Python -- floating point arithmetic [Python]

Prev: Python 3 - Is PIL/wxPython/PyWin32 supported?
Next: Python -- floating point arithmetic

From: Wolfram Hinderer on 7 Jul 2010 19:13

On 7 Jul., 19:32, Ethan Furman <et...(a)stoneleaf.us> wrote:
> Nobody wrote:
> > On Wed, 07 Jul 2010 15:08:07 +0200, Thomas Jollans wrote:
>
> >> you should never rely on a floating-point number to have exactly a
> >> certain value.
>
> > "Never" is an overstatement. There are situations where you can rely
> > upon a floating-point number having exactly a certain value.
>
> It's not much of an overstatement. How many areas are there where you
> need the number
> 0.100000000000000005551115123125782702118158340454101562500000000000?
>
> If I'm looking for 0.1, I will *never* (except by accident ;) say
>
> if var == 0.1:
>
> it'll either be <= or >=.

The following is an implementation of a well-known algorithm.
Why would you want to replace the floating point comparisons? With
what?

(This is toy-code.)

#####
from random import random

def min_cost_path(cost_right, cost_up):
""" return minimal cost and its path in a rectangle - going up and
right only """
cost = dict()
size_x, size_y = max(cost_right)

#compute minimal cost
cost[0, 0] = 0.0
for x in range(size_x):
cost[x + 1, 0] = cost[x, 0] + cost_right[x, 0]
for y in range(size_y):
cost[0, y + 1] = cost[0, y] + cost_up[0, y]
for x in range(size_x):
cost[x + 1, y + 1] = min(cost[x, y + 1] + cost_right[x, y
+ 1],
cost[x + 1, y] + cost_up[x + 1,
y])

#compute path (reversed)
x = size_x
y = size_y
path = []
while x != 0 and y != 0:
if x == 0:
y -= 1
path.append("u")
elif y == 0:
x -= 1
path.append("r")
elif cost[x - 1, y] + cost_right[x - 1, y] == cost[x, y]: # fp
compare
x -= 1
path.append("r")
elif cost[x, y - 1] + cost_up[x, y - 1] == cost[x, y]: # fp
compare
y -= 1
path.append("u")
else:
raise ValueError

return cost[size_x, size_y], "".join(reversed(path))

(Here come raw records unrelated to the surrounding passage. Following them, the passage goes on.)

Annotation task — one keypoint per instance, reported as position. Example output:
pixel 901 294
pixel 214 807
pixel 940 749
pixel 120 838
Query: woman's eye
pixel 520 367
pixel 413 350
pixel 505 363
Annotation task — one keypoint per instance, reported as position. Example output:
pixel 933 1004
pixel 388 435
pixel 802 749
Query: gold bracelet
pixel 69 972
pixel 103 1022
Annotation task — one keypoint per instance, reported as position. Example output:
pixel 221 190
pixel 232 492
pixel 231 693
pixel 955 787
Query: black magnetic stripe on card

if __name__ == "__main__":
size = 100
cost_right = dict(((x, y), random()) for x in range(size) for y in
range(size))
cost_up = dict(((x, y), random()) for x in range(size) for y in
range(size))
print min_cost_path(cost_right, cost_up)

From: Zooko O'Whielacronx on 7 Jul 2010 23:41

I'm starting to think that one should use Decimals by default and
reserve floats for special cases.

This is somewhat analogous to the way that Python provides
arbitrarily-big integers by default and Python programmers only use
old-fashioned fixed-size integers for special cases, such as
interoperation with external systems or highly optimized pieces (in
numpy or in native extension modules, for example).

Floats are confusing. I've studied them more than once over the years
but I still can't really predict confidently what floats will do in
various situations.

And most of the time (in my experience) the inputs and outputs to your
system and the literals in your code are actually decimal, so
converting them to float immediately introduces a lossy data
conversion before you've even done any computation. Decimal doesn't
have that problem.

>From now on I'll probably try to use Decimals exclusively in all my
new Python code and switch to floats only if I need to interoperate
with an external system that requires floats or I have some tight
inner loop that needs to be highly optimized.

Regards,

Zooko

From: David Cournapeau on 8 Jul 2010 00:04

On Thu, Jul 8, 2010 at 5:41 AM, Zooko O'Whielacronx <zooko(a)zooko.com> wrote:
> I'm starting to think that one should use Decimals by default and
> reserve floats for special cases.
>
> This is somewhat analogous to the way that Python provides
> arbitrarily-big integers by default and Python programmers only use
> old-fashioned fixed-size integers for special cases, such as
> interoperation with external systems or highly optimized pieces (in
> numpy or in native extension modules, for example).

I don't think it is analogous at all. Arbitrary-bit integers have a
simple tradeoff: you are willing to lose performance and memory for
bigger integer. If you leave performance aside, there is no downside
that I know of for using big int instead of "machine int". Since you
are using python, you already bought this kind of tradeoff anyway.

Decimal vs float is a different matter altogether: decimal has
downsides compared to float. First, there is this irreconcilable fact
that no matter how small your range is, it is impossible to represent
exactly all (even most) numbers exactly with finite memory - float and
decimal are two different solutions to this issue, with different
tradeoffs. Decimal are more "intuitive" than float for numbers that
can be represented as decimal - but most numbers cannot be represented
as (finite) decimal.

Except for some special usecases, you cannot expect to exactly
represent real numbers. Once you accept that fact, you can make a
decision on decimal, fraction, float or whatever format you see fit.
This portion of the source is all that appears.